プロデュースはもちろんクリード・テイラー。エンジニアにはルディ・ヴァン・ゲルダー。バックにはジョン・ホールをはじめとする、後にオーリアンズの母体となるセッション・グループ「サンダー・フロッグ」のメンバーの面々。オーケストラ・アレンジを手がけたのは名匠ドン・セベスキーといった豪華な布陣。CTIからのリリースじゃなかったら、完璧にウッドストックサウンドのアルバムです。そして、曲は1曲を除き全てキャシー自身の手によるものなのです。
ジョン・ホールのギターがうなる1曲目こそ、そのサイケデリックサウンド・プロダクションにちょっとびっくりしますが、続く唯一のカヴァー曲、ビートルズ「シーズ・リーヴィング・ホーム」が素晴らしいです。時計のベルの音から始まり、キャシーのはかない声が寂寥感をつのらせます。原題の「She」を「I」に代えて「I'm Leaving Home」として歌っているので、カヴァーにもかかわらず、キャシー自身の孤独な心境がうかがえるような・・・。
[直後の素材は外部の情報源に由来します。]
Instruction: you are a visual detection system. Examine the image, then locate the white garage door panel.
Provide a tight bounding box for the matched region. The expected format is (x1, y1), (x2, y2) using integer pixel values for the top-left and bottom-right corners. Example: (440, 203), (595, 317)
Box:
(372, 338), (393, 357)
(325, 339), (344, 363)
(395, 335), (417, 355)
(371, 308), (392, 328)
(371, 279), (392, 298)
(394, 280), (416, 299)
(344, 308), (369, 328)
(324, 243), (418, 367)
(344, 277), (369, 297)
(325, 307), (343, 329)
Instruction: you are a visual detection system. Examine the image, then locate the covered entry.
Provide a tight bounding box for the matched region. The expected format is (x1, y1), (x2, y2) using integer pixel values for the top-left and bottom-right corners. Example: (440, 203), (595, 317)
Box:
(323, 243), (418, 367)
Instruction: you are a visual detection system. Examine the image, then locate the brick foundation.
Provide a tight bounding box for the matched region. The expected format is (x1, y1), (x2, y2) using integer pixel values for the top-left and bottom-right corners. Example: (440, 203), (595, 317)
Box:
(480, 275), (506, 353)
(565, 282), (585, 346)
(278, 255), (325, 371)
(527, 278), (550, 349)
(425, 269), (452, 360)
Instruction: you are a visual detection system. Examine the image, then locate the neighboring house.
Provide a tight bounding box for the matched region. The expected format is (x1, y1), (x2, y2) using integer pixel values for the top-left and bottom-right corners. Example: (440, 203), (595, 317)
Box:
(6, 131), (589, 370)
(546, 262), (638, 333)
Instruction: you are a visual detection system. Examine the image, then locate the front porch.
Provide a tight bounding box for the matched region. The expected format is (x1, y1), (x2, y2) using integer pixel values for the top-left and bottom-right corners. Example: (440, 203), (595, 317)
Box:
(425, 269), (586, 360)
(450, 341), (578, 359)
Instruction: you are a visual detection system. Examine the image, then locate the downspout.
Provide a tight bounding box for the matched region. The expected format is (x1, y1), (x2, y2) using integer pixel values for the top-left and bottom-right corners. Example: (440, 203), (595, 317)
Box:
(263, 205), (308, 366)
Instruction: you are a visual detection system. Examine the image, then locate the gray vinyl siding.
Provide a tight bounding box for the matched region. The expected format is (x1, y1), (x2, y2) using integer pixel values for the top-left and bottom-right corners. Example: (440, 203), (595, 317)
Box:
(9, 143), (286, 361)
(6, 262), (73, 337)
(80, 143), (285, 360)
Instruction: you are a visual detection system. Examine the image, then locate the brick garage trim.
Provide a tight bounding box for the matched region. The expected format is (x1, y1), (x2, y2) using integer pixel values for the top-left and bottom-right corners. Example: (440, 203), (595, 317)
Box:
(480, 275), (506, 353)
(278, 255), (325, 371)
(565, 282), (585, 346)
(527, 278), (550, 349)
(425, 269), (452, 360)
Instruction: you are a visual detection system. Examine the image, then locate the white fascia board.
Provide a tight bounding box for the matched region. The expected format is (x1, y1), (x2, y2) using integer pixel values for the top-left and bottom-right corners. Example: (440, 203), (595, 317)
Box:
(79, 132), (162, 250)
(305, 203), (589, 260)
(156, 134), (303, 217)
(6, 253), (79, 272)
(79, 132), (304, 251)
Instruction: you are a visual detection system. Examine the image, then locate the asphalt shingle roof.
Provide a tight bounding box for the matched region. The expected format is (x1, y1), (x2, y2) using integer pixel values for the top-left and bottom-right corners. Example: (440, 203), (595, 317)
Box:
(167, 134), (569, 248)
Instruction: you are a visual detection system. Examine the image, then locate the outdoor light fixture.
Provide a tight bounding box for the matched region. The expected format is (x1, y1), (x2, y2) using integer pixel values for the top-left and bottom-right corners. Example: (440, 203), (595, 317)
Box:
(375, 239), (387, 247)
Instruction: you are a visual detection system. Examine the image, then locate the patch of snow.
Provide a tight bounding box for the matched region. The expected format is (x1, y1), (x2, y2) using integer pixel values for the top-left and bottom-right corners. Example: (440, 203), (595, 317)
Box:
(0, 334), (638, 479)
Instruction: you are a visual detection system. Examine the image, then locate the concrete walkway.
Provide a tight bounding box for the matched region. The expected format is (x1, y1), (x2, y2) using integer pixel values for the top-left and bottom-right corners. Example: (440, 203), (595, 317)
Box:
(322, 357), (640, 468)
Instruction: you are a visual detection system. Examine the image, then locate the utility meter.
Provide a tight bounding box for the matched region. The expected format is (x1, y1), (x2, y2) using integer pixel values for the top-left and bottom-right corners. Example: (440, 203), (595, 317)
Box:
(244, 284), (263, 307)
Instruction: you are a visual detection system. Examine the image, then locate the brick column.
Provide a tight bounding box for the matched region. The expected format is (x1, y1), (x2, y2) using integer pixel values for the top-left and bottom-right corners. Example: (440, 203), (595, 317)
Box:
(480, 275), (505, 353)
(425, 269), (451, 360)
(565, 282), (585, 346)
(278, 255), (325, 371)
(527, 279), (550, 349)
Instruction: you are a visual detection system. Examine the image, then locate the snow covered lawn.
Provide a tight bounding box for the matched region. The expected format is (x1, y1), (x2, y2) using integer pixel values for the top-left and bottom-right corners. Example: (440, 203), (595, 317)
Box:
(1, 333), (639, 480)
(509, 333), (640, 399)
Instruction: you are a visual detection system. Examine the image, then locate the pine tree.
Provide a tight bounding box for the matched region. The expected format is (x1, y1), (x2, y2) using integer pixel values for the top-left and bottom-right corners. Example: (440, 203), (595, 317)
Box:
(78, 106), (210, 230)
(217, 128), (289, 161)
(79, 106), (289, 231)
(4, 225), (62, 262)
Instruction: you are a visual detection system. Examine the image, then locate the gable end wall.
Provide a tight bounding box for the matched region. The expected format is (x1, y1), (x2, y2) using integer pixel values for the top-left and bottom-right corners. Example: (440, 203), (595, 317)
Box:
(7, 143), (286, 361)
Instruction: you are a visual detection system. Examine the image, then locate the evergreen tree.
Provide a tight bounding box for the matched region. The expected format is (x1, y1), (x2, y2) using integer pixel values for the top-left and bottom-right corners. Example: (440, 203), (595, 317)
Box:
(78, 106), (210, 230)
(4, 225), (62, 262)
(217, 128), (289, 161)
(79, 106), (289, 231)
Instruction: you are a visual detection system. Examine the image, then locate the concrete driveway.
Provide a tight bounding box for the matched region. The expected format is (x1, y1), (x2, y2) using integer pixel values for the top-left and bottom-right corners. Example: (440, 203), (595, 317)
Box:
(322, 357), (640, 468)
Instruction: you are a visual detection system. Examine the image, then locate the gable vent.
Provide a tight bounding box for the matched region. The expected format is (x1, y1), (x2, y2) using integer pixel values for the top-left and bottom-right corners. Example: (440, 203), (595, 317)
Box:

そしてアルバムの個人的なベスト・ナンバーは3曲目の「Candle Waxing」。国内盤のライナーノートを執筆した宮本望氏が金延幸子と比べてるのも納得の名曲で、ヒューバート・ロウズのフルートも美しい。アルバムにはディキシー調のブラスが入る曲があったりと軽快なナンバーもいくつかあるのですが、キャシーの声は静かに内面を見つめているような印象を与え、単純なハッピーソングはありません。17歳の少女が主人公とは思えない複雑な味わいを持ったアルバムになっています。
キャシー・マッコードのプロフィールは当時17歳だったということ以外に詳しいことはわかっていないそうです。そして彼女が残したアルバムはこれ1枚だけ。商業的には不発に終わりました。キャシーはその後いくつかの他人の作品に参加したらしいですが、現在の消息は不明です。アルバムには彼女のコメントとして、

Born of the Mountain at a very young age,I quickly discoverd life. Now I am a singing poet with a record album. Perhaps if it makes you happy, I'll be happy,too.


という言葉が記されています。早くに自分の人生の道を音楽に見出し、それを支えるに足る才能も充分に備えていたキャシー。残された作品がこれ一枚だけというのは残念でなりません。